Empowering future leaders, fostering inclusive collaboration and creating innovative solutions, the College of Public Affairs and Community Service offers academic programs to prepare graduates to meet the critical social needs of our community and state.

RFI has been proud to partner with faculty and students in service to communities throughout Nebraska.

 

2018 RFI Student Serviceship

Clayton Keller
Columbus, Neb.

Midlands Voices: Midwesterners and misconceptions, Omaha World Herald, November 1, 2018

Kyle McGlade
Omaha Land Bank

Trevor Harlow
Red Cloud, Neb.

 

RFI-Funded Research & Teaching

Juvenile Re-entry to Nebraska’s Rural Communities

The Juvenile Reentry Project is a service learning project that matches student mentors to youth who typically do not get matched via traditional mentoring programs. Between January 2013 and June 2015, a total of 98 young people were matched to a University student mentor. In January 2015, the project team was invited to participate in a nationwide mentoring study being conducted by Portland State University, and additional funding from the Sherwood Foundation allowed the project to continue beyond the two-year grant period.

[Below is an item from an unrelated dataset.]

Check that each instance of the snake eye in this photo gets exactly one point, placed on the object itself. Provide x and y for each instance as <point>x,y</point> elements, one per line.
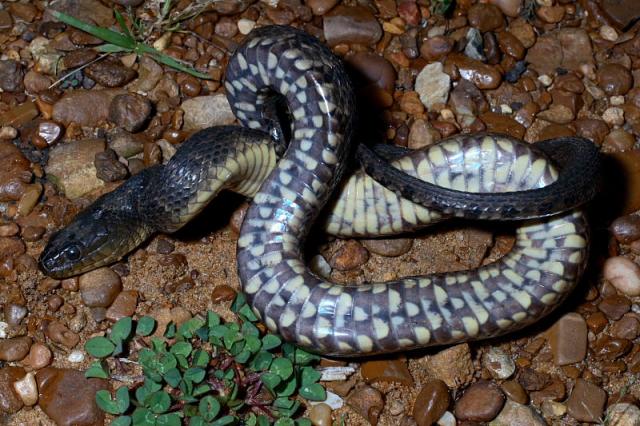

Justice by Geography: Issues that Inequitably Impact Rural Youth

The purpose of this service learning project is to educate students on the unique juvenile justice and legislative issues facing rural communities across Nebraska, culminating with a two month placement with a rural juvenile justice professional or agency. Seventeen students were placed in rural communities to work with small rural agencies to evaluate their programs, and the Juvenile Justice Institute continues to offer the Justice by Geography project and recruit undergraduate students to intern with rural areas.

Catalyzing the Role of Micropolitan America in the Future of Rural America

This project helped micropolitan areas identify opportunities and formulate research-driven plans for their future success in order to support rural economies. It developed a prototype in Nebraska with national applicability and actionability. As a result of this project, the University of Nebraska leads the nation in articulating the role of micropolitan areas and helping them capitalize on their unique opportunities for regional innovation and rural development.

 

RFI Faculty Fellow

Robert Blair, Ph.D., brought an urban perspective and highly collaborative outlook to RFI Fellows from 2017-2018. He was featured in our Why Rural? Why Now? video.

 

Thank you, UNO College of Public Affairs and Community Service, for all you do for students and rural communities in Nebraska!